Winter 2014-2015

Colors / Off-White

Trembling at the edge

Matthea Harvey

“Colors” is a column in which a writer responds to a specific color assigned by the editors of Cabinet.


White slowly going off. Courtesy Jonathan Linton.

White is not my color, nor off-white.

I got married in a brightly striped dress and do not own one piece of white clothing. My walls are painted “melon popsicle,” “beach glass,” and “green apple.” However, at the paint store, there is a special display case of Benjamin Moore’s one hundred and forty off-whites, which I duly collected and brought home like the paint-chip hoarder that I already am. Most of the off-white names tend to fall into a slim set of positive categories: dessert-related (“vanilla milkshake,” “cake batter,” “sugar cookie,” “mascarpone,” “crème caramel”), wintry (“icicle,” “white ice,” “frostine,” “ice mist”), and bridal (“wedding veil,” “white diamond,” “Chantilly lace,” “white dove,” “strand of pearls”).
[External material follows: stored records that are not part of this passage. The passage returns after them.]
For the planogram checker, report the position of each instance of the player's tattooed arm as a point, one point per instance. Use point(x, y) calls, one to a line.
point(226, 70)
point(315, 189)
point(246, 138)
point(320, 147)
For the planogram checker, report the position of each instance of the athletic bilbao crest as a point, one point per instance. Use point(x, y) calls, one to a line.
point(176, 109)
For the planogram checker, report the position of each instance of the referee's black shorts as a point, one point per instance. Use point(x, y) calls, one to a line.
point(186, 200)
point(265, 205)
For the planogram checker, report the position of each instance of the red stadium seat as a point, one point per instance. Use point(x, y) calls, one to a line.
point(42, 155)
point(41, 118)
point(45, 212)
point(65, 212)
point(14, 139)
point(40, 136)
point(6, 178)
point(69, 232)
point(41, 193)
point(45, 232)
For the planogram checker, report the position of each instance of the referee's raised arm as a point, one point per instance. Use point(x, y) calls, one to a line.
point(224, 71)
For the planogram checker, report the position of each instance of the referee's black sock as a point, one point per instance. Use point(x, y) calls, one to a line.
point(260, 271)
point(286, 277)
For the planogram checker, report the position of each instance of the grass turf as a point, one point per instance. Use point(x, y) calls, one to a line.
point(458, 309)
Read from top to bottom, the names on each four-color strip can sound like haiku bullet points: “Simply white / moonlight white / old prairie / camouflage” summons up a girl in a white nightgown wandering the prairie at night who is mistaken for a goose and shot. “Pale moon / antiquity /man on the moon / calming cream” shows the distant, steadfast moon shining on Greek temples, then zooms in as Neil Armstrong’s moon boot touches the virgin rock, while back on earth the attendant stresses of modernity necessitate a “calming cream,” a kind of cortisone for the nerves (potentially residing in a moon-shaped jar for a nice visual echo).

Not all of Benjamin Moore’s paint chips are organized in four-color block forms. Large, single-color squares labeled Color Stories feature one-sentence stories on the back, which sadly are not at the level of Lydia Davis’s single-sentence gems. “Lace handkerchief” reads, “She tucked the borrowed handkerchief into the sleeve of her wedding gown before gliding down the aisle to her beloved.” The suggested color pairing is more evocative of narrative: “Lace handkerchief” coordinates well with “amaretto” and “brownstone.” Or consider the seemingly successful outcome of this date: “First crush” paired with “subway tile” and “crisp linen.” “Penthouse” coordinates well with “modern romance” and “plum martini,” and “upper west side” with “strand of pearls” and “whisper.” Clearly there’s something aspirational going on in this naming, other examples of which include “Oxford white,” “Hampton white,” “white opulence,” and “palace white.” No suggestions for pairing “wifebeater” with “cigarette ash” and “peed-on snow.” Martha Stewart’s paint line proffers the wholesome lineup “glass of milk,” “sugar white,” “daisy white,” and “fine white.”